For many pupils, especially those who learn in non-traditional ways, art classes offer them a greater chance to excel in school. Art appeals to all senses; in art pupils see demonstrations of the process they are to complete, read or do research about the art and then complete the process themselves. By incorporating all of these types of learning, pupils who put in the time will find success. Art is always hands-on – nothing solidifies knowledge more than by actively completing a task. Although reading and writing are important in any art class, the focus is on creating artwork.
Art also enhances a pupil’s perceptions, with artists tending to be more observant, conscious people. An artist designed the chair you are sitting in, the water bottle you drink out of, and the building you live in. In art, pupils learn to examine the objects and images around them, including advertisements, videos, magazines and artwork. They will develop a greater understanding of their visual culture and how they are affected by it.

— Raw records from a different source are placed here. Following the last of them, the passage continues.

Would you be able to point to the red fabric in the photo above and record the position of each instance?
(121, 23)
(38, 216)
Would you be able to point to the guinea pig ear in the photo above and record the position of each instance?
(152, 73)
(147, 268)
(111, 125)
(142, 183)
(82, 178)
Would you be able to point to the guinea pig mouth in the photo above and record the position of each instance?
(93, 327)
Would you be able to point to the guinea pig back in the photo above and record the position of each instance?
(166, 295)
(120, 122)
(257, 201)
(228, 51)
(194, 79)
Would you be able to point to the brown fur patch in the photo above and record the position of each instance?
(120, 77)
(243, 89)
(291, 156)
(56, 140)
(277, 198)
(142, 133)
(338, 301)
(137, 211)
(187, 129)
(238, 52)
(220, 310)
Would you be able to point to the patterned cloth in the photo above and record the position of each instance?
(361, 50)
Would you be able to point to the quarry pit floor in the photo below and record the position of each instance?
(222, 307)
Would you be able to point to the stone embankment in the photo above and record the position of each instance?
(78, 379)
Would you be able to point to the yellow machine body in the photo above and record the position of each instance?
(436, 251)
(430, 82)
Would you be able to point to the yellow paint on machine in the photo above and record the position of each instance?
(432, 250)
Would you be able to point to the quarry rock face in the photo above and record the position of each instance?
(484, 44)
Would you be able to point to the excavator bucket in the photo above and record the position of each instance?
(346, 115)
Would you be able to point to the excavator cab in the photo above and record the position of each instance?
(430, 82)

Art allows pupils to express themselves and it can boost self esteem. As pupils gain independence and figure out who they are, being able to express themselves through art provides a wonderful outlet. Being able to look at a finished piece of artwork and say “I made that,” gives anyone a great feeling of pride and accomplishment and pupils leave with a product that he or she created and can be proud of.
Lastly, pupils should take art classes because they are fun!
Information about extra-curricular sessions and extended learning opportunities available to my child.
Year 9 & 10 “Session 6”
Gifted and Talented Art & Graphics pupils and those with a strong grasp of independent thought and show skills ready to begin GCSE will be invited to join “Session 6”. This is a class that runs for two hours after school, and gives selected pupils the opportunity to study GCSE Graphics. Successful pupils will be entered for the exam and will gain an extra GCSE.
The department runs regular trips to support the beginning of coursework projects and build a strong understanding of the world of Art. Trips include The Botanical Gardens in Birmingham, The Tate Galleries in London, and a 4 day excursion to Paris.
Does my child need any specialist equipment for this subject?
A lot of equipment is provided by the school but to thrive in Graphics it is important to have specialist materials of your own in order to complete work outside the classroom. A good set of coloured pencils, a 2B pencil, a fine-liner and a set of paints will stand you in good stead. Folders and ring bound sketchbooks are available to buy in school. Coursework sketchbooks are provided.